Surprisingly for some, it’s impossible to find folklore elements so typical for other Russian designers in Alexey Sorokin’s works – there are no stylized matryoshkas, no valenki or Khokhloma motifs. “I want my design to be contemporary,” he said. “So there is no reference to a certain cultural layer or historic period. I like to define my style as post-globalization.”
|Alexey Sorokin. Source: |
Victoria Janashvili / DEPESHA
There are already a handful of successful émigré Russian designers living and working in New York and participating in various fashion weeks. Sorokin, 28, lives and works in St. Petersburg and this was his first foray into the United States. In 2008, he graduated from Saint Petersburg’s Stieglitz State Art and Industry Academy. During the past three years, he has shown his collections in Europe and sold his apparel in St.

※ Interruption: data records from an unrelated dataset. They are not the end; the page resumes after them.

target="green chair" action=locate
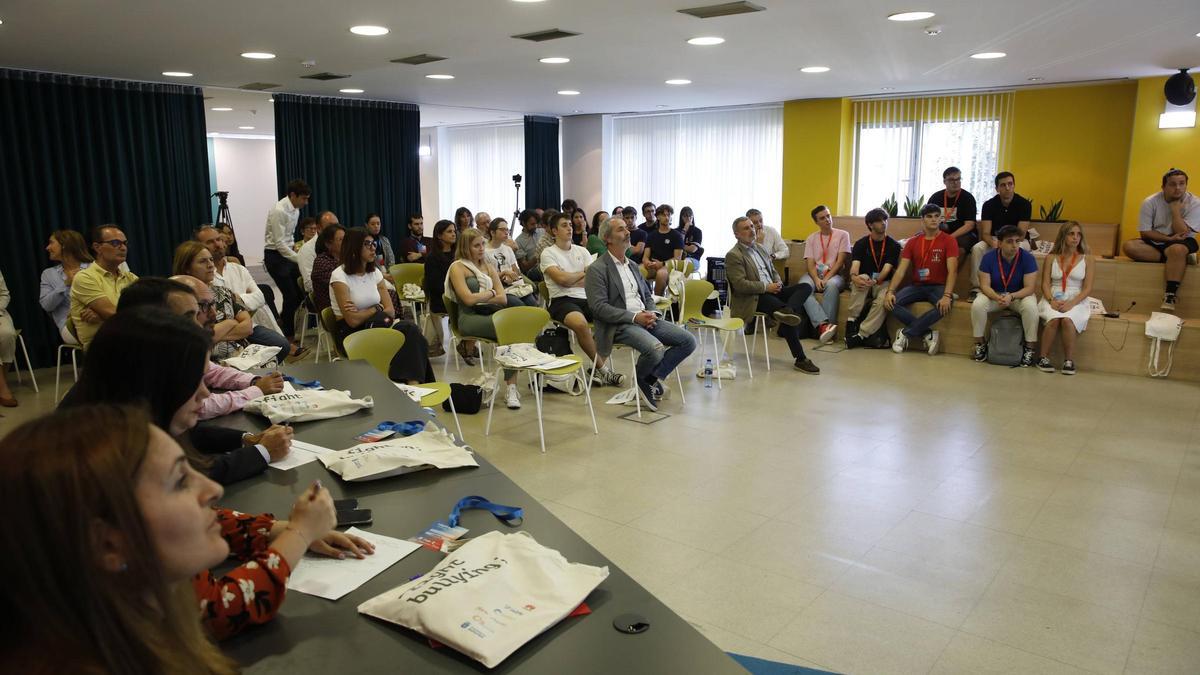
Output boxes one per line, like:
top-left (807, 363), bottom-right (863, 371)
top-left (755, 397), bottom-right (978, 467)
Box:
top-left (484, 305), bottom-right (600, 453)
top-left (343, 328), bottom-right (467, 443)
top-left (679, 279), bottom-right (754, 389)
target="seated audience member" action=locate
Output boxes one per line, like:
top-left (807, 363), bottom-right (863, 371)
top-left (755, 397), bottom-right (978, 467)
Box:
top-left (725, 216), bottom-right (821, 375)
top-left (37, 229), bottom-right (91, 345)
top-left (746, 209), bottom-right (792, 261)
top-left (846, 209), bottom-right (900, 350)
top-left (400, 214), bottom-right (428, 263)
top-left (424, 220), bottom-right (456, 357)
top-left (516, 209), bottom-right (544, 281)
top-left (928, 167), bottom-right (979, 257)
top-left (642, 204), bottom-right (683, 295)
top-left (59, 306), bottom-right (292, 485)
top-left (1121, 168), bottom-right (1200, 311)
top-left (367, 214), bottom-right (396, 270)
top-left (312, 225), bottom-right (346, 312)
top-left (443, 229), bottom-right (521, 410)
top-left (484, 217), bottom-right (538, 307)
top-left (971, 225), bottom-right (1038, 368)
top-left (329, 227), bottom-right (434, 384)
top-left (800, 204), bottom-right (850, 345)
top-left (1038, 221), bottom-right (1096, 375)
top-left (541, 214), bottom-right (624, 387)
top-left (586, 214), bottom-right (696, 411)
top-left (68, 225), bottom-right (138, 350)
top-left (679, 207), bottom-right (700, 265)
top-left (971, 171), bottom-right (1033, 294)
top-left (883, 204), bottom-right (959, 356)
top-left (196, 225), bottom-right (282, 335)
top-left (292, 216), bottom-right (317, 252)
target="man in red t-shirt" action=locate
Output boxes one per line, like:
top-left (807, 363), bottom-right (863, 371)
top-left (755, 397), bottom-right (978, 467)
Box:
top-left (883, 204), bottom-right (959, 356)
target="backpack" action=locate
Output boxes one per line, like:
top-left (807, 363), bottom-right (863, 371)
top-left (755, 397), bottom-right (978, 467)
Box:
top-left (988, 313), bottom-right (1025, 366)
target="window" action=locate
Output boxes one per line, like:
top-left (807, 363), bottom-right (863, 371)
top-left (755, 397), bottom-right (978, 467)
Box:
top-left (854, 94), bottom-right (1013, 215)
top-left (602, 106), bottom-right (784, 263)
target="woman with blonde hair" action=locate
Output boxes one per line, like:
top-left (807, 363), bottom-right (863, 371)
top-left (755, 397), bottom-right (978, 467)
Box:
top-left (1037, 220), bottom-right (1094, 375)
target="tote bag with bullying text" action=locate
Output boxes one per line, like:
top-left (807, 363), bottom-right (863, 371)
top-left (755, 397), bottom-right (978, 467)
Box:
top-left (359, 532), bottom-right (608, 668)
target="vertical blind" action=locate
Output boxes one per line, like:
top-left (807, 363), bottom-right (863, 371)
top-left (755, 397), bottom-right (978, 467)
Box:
top-left (602, 106), bottom-right (784, 263)
top-left (853, 91), bottom-right (1013, 215)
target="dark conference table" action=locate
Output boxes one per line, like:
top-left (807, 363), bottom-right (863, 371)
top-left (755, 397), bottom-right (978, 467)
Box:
top-left (217, 362), bottom-right (745, 675)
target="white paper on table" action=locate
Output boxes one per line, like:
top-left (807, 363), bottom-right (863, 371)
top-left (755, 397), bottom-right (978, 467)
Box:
top-left (392, 382), bottom-right (437, 404)
top-left (288, 527), bottom-right (421, 601)
top-left (269, 438), bottom-right (332, 471)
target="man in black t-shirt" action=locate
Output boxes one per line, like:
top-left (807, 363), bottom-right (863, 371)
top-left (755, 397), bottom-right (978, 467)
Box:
top-left (846, 209), bottom-right (900, 348)
top-left (971, 171), bottom-right (1033, 294)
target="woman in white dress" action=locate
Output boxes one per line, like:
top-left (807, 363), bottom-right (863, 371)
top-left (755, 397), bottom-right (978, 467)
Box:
top-left (1038, 220), bottom-right (1094, 375)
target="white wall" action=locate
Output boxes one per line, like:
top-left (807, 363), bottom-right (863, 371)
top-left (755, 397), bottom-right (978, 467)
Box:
top-left (212, 137), bottom-right (280, 265)
top-left (560, 115), bottom-right (605, 212)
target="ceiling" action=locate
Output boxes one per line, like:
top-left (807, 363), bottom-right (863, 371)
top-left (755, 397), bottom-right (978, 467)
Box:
top-left (0, 0), bottom-right (1200, 133)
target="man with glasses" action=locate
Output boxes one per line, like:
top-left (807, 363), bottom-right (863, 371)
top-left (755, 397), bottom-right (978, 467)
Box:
top-left (68, 225), bottom-right (138, 350)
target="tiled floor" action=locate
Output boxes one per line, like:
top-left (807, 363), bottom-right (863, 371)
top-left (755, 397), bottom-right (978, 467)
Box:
top-left (9, 329), bottom-right (1200, 674)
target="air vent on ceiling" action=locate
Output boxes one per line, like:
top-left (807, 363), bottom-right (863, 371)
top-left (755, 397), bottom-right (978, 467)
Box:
top-left (679, 2), bottom-right (766, 19)
top-left (300, 72), bottom-right (350, 82)
top-left (391, 54), bottom-right (446, 66)
top-left (512, 28), bottom-right (578, 42)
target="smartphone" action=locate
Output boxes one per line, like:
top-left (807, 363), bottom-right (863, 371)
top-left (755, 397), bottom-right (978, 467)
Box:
top-left (337, 508), bottom-right (372, 527)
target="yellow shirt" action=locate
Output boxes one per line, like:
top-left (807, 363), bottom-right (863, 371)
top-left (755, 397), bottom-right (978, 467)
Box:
top-left (71, 264), bottom-right (138, 350)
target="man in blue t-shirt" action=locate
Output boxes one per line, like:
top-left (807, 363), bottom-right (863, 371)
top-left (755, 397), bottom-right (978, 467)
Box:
top-left (971, 225), bottom-right (1038, 368)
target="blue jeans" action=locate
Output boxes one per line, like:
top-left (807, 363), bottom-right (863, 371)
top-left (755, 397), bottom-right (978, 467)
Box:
top-left (892, 285), bottom-right (946, 338)
top-left (613, 318), bottom-right (696, 381)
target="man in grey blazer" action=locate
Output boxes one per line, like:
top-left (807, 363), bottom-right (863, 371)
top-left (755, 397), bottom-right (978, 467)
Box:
top-left (586, 217), bottom-right (696, 411)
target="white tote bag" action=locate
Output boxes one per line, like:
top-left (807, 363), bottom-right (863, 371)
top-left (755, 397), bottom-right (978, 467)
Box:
top-left (242, 389), bottom-right (374, 424)
top-left (318, 424), bottom-right (479, 482)
top-left (359, 532), bottom-right (608, 668)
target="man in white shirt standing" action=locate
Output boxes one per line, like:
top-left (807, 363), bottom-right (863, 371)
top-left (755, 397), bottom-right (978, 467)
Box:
top-left (746, 209), bottom-right (791, 261)
top-left (1121, 168), bottom-right (1200, 311)
top-left (263, 180), bottom-right (312, 342)
top-left (539, 214), bottom-right (624, 387)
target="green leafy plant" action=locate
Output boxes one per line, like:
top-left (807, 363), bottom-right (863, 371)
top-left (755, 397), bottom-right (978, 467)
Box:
top-left (1038, 199), bottom-right (1062, 222)
top-left (880, 192), bottom-right (896, 217)
top-left (904, 195), bottom-right (925, 217)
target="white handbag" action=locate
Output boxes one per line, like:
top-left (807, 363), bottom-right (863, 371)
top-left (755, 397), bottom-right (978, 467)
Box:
top-left (359, 532), bottom-right (608, 668)
top-left (242, 389), bottom-right (374, 424)
top-left (318, 424), bottom-right (479, 482)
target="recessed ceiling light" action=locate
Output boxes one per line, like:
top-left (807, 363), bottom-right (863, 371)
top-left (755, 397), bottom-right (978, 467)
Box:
top-left (888, 12), bottom-right (937, 22)
top-left (350, 25), bottom-right (390, 37)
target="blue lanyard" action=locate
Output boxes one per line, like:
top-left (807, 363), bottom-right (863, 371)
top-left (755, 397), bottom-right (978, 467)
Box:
top-left (446, 495), bottom-right (524, 527)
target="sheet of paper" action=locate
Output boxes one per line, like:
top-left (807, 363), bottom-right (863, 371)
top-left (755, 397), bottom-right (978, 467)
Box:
top-left (392, 382), bottom-right (437, 404)
top-left (270, 438), bottom-right (332, 471)
top-left (288, 527), bottom-right (421, 601)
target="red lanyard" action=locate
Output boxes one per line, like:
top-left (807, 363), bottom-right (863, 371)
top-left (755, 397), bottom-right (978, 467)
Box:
top-left (996, 249), bottom-right (1021, 293)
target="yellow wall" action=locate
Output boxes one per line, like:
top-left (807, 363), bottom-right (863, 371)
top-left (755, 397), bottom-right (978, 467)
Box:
top-left (1113, 77), bottom-right (1200, 239)
top-left (1012, 82), bottom-right (1138, 222)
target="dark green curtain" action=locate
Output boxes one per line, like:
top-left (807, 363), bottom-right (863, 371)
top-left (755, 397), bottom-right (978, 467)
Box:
top-left (0, 68), bottom-right (211, 366)
top-left (275, 94), bottom-right (421, 236)
top-left (526, 115), bottom-right (563, 209)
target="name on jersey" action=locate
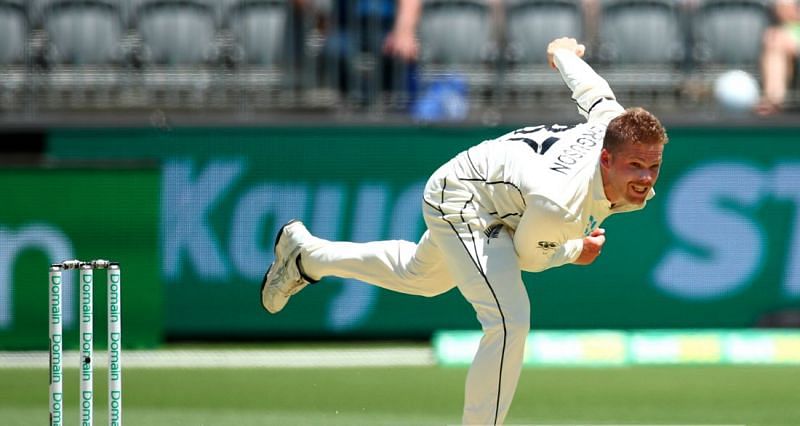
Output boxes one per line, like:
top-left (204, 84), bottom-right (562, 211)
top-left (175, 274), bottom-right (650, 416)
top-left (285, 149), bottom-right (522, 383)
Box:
top-left (550, 126), bottom-right (605, 175)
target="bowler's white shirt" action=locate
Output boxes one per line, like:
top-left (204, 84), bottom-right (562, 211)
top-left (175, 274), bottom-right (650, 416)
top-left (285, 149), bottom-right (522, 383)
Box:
top-left (449, 50), bottom-right (655, 271)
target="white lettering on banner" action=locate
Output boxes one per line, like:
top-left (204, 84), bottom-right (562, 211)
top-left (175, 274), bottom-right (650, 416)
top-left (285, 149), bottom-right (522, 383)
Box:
top-left (653, 163), bottom-right (800, 300)
top-left (161, 160), bottom-right (244, 281)
top-left (0, 223), bottom-right (75, 330)
top-left (229, 184), bottom-right (308, 282)
top-left (770, 163), bottom-right (800, 297)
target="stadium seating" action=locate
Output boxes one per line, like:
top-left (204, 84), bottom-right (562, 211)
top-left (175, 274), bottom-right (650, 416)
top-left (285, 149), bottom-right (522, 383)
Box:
top-left (35, 0), bottom-right (126, 109)
top-left (418, 0), bottom-right (500, 104)
top-left (222, 0), bottom-right (293, 105)
top-left (132, 0), bottom-right (220, 108)
top-left (0, 0), bottom-right (30, 110)
top-left (597, 0), bottom-right (686, 102)
top-left (502, 0), bottom-right (585, 106)
top-left (0, 0), bottom-right (800, 115)
top-left (692, 0), bottom-right (770, 71)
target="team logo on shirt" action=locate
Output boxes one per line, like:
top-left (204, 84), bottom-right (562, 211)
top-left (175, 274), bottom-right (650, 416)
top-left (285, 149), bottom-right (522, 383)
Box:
top-left (583, 215), bottom-right (597, 237)
top-left (483, 223), bottom-right (503, 239)
top-left (539, 241), bottom-right (558, 251)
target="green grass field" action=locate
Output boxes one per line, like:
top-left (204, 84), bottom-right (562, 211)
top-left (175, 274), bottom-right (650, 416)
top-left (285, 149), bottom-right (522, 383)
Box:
top-left (0, 366), bottom-right (800, 426)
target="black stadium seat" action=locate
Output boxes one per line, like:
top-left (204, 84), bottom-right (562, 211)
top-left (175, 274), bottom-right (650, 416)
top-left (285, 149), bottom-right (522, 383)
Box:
top-left (0, 0), bottom-right (30, 111)
top-left (692, 0), bottom-right (770, 70)
top-left (502, 0), bottom-right (585, 106)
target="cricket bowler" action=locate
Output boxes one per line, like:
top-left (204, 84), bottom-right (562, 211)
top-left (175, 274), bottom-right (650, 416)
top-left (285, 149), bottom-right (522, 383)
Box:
top-left (261, 38), bottom-right (667, 425)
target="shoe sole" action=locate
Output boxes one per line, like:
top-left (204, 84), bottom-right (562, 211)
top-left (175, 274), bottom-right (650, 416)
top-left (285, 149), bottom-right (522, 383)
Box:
top-left (260, 219), bottom-right (299, 313)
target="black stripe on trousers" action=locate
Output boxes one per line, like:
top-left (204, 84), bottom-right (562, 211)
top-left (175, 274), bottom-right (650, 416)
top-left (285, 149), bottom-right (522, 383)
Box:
top-left (423, 181), bottom-right (508, 424)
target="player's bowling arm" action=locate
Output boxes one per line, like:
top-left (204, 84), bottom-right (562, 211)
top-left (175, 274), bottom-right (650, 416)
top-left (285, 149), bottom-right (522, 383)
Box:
top-left (553, 48), bottom-right (624, 124)
top-left (514, 198), bottom-right (583, 272)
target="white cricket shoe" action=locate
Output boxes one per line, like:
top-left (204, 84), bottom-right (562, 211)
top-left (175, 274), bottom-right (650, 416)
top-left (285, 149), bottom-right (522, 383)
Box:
top-left (261, 219), bottom-right (316, 314)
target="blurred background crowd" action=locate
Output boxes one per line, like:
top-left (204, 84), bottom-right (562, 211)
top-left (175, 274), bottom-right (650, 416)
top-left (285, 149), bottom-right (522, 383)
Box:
top-left (0, 0), bottom-right (800, 124)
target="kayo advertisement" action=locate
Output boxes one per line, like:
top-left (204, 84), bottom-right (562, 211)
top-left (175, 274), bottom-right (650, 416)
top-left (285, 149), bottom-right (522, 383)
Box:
top-left (36, 127), bottom-right (800, 338)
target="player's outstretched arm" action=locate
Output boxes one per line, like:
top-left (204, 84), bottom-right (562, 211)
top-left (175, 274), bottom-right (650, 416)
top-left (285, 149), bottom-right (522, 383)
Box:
top-left (547, 37), bottom-right (624, 124)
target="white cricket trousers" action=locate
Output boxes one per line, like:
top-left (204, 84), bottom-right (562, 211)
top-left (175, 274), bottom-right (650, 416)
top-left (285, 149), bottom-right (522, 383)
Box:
top-left (301, 166), bottom-right (530, 425)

Petersburg boutiques. His customers are women between the ages of 25 and 45. His biggest challenge, he said, is finding high-quality materials and dealing with Russia’s Federal Customs Service.
“I buy my fabric in Italy and Scotland, he said. “Unfortunately, proper [textiles] simply don’t exist in Russia.”
Sorokin’s next show is in St. Petersburg in October. “Sometimes it’s hard to define your source of inspiration as most of it comes from inside,” he said. “But I love what I do, and that’s what counts.”
RBTH Culture correspondent Xenia Grubstien talked to fashion observers about Alexey Sorokin’s New York show on September 12. Here are some highlights.
Ian Mackintosh: “Within his avant-garde collections, there are wearable pieces that a buyer, both in the U.S. and in Europe, would be able to identify,” said Ian MacKintosh, director of public relations at the School of Fashion of the Academy of Art University, San Francisco, “While there is a fetish influence to some of his pieces, there are others that have a romantic feel,” he added. MacKintosh said that Sorokin should establish a network of supporters in New York to help him grow his brand.”
James Goldstein: “It was a brilliant presentation, I’ve seen thousands of fashion shows and I’ve really enjoyed this one,” said the eccentric multi-millionaire James Goldstein, wearing, true to his name, a golden leather biker jacket and a wide-brimmed black hat."
John Magzalcioglu: It was hard to appreciate the materials “without people walking in front of you,” said the representative from Diamond Club International. (The show did not feature a traditional runway; instead, models walked in front of the video installation at a distance from the audience.) “It’s very independent,” he added.